My second line of research makes use of this research on the early predictors of mental, emotional, and behavioral problems to develop practice tools for the screening and monitoring of social-emotional competence in children. I have co-developed the Devereux Student Strengths Assessment (DESSA) and the Devereux Students Strengths Assessment – Mini, practical tools to help social workers and allied professionals measure the strengths that serve as protective factors and ultimately inhibit the development of mental, emotional, and behavioral problems in young people.
My final line of research explores strategies to promote the use of data-based decision-making and evidence-based practice tools in service settings. Significant barriers persist to the adoption, integration, and sustainability of research-informed practice. I conduct research on macro-practice models, such as Communities that Care (a community mobilization and planning strategy), that guide the intentional integration of local/contextual and technical/scientific knowledge in order to facilitate the translation of knowledge between research and practice to inform decision-making. This allows practice strategies to be both inclusive of, and accountable to, the communities we serve. I hope that these discoveries will lead to advances in practice that will decrease the rates and alleviate the experience of mental, emotional, and behavioral problems in youth.
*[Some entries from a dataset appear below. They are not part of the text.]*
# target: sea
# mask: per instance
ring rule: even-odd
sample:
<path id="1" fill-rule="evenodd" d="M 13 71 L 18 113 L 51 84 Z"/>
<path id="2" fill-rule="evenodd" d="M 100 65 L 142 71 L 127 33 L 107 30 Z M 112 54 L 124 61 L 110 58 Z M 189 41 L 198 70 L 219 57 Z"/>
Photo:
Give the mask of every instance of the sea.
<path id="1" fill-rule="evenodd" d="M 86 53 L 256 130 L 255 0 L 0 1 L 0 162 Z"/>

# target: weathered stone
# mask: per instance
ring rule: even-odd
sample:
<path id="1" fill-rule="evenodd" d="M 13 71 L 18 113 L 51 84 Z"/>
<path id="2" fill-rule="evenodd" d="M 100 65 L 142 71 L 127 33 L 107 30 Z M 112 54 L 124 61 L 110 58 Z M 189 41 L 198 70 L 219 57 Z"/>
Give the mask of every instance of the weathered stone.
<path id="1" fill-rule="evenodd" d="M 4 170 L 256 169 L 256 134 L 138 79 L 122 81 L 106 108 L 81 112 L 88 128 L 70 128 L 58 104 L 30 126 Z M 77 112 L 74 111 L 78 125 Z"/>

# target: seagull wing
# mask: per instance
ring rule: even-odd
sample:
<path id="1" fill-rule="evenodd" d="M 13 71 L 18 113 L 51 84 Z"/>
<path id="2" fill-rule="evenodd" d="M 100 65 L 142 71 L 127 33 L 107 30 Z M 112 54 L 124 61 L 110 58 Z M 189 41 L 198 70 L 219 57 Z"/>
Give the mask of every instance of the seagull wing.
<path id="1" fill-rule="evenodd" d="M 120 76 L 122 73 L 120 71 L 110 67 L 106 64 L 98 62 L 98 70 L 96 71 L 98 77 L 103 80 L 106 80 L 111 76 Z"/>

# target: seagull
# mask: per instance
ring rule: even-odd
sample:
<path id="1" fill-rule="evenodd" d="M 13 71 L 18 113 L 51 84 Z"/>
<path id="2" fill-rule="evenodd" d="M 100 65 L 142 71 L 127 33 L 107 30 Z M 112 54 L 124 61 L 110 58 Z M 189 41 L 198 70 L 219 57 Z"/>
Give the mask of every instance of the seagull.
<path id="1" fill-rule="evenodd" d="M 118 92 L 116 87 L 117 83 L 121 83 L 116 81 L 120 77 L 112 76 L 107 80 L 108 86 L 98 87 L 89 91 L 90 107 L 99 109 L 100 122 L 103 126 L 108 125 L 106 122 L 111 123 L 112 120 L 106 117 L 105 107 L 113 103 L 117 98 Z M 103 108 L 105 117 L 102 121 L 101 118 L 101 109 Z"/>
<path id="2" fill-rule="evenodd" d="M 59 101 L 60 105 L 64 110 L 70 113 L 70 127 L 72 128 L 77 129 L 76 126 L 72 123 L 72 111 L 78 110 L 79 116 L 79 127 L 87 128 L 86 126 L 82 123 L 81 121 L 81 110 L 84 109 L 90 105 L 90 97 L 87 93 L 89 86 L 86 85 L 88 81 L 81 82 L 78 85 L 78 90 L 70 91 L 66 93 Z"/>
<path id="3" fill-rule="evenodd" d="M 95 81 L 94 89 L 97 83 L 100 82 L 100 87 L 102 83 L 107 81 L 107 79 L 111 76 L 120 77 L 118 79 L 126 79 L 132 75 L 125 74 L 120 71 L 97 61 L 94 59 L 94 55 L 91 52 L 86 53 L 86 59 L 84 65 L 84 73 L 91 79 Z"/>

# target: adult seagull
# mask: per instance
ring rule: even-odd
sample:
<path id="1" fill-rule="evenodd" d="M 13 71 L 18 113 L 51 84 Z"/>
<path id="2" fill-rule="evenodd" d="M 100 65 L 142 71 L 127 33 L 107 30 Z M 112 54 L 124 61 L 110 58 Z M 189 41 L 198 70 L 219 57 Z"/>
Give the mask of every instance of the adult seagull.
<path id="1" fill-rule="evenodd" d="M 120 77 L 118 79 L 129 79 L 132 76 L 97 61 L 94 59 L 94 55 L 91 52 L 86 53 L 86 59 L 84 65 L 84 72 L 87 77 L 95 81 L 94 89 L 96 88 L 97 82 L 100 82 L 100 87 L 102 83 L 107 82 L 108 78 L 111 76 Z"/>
What attracted you to the Berkeley School of Social Welfare?
I was a co-captain of my rowing team in college, working hard for a national ranking of 23rd, and passionately learned many life lessons through the sport. Even though I had retired from competition, I “moved up” in the rowing world by affiliating with the University of Washington while doing my doctoral work. In fact, UW and Cal always seem to be competing for the national title. Since Cal has 16 championships in my event, relative to UW’s 14, it was clear that my continued professional development was dependent on an affiliation with Cal. So, Go Bears!
All kidding and poking at my first loves aside, I was thrilled to learn that the UC Berkeley School of Social Welfare was looking for an enthusiastic early career scholar in the area of children’s mental health. I am attracted to Berkeley’s multiple commitments to producing, disseminating, and actually using knowledge in and of practice settings, and very excited to encounter a faculty that holds a commitment to developing the research capacity of their master’s students for evidence-informed decision-making in practice contexts. I am obviously impressed by the productivity of the faculty and the caliber of the undergraduate and graduate students at a university with such a deep tradition of excellence, accessibility, and passionate leadership for social change. I am excited to be a part of the retention and expansion of these traditions for the future.
What are some of your goals in your role as Assistant Professor of Social Welfare?
My broad, long-term goals are to contribute to Berkeley, the community and the profession as a productive researcher, engaged colleague, enthusiastic instructor, substantive area leader and progressive agent of social change.
Progress toward these goals will start in several ways. I want to begin by getting to know the community, forming relationships and enjoying an enthusiastic exchange of ideas in this new space. Specifically, I hope to share and further develop a vision for social work practice that integrates and transcends levels of practice (micro to macro) in my role as an instructor of SW241 (Foundation Practice). I also intend to share my love for teaching with doctoral students in SW300 (Teaching in Social Welfare).
Finally I hope to relocate my prevention-based research agenda into a Bay-Area context where we can work together to disrupt the causes of mental, emotional and behavioral problems in children and youth.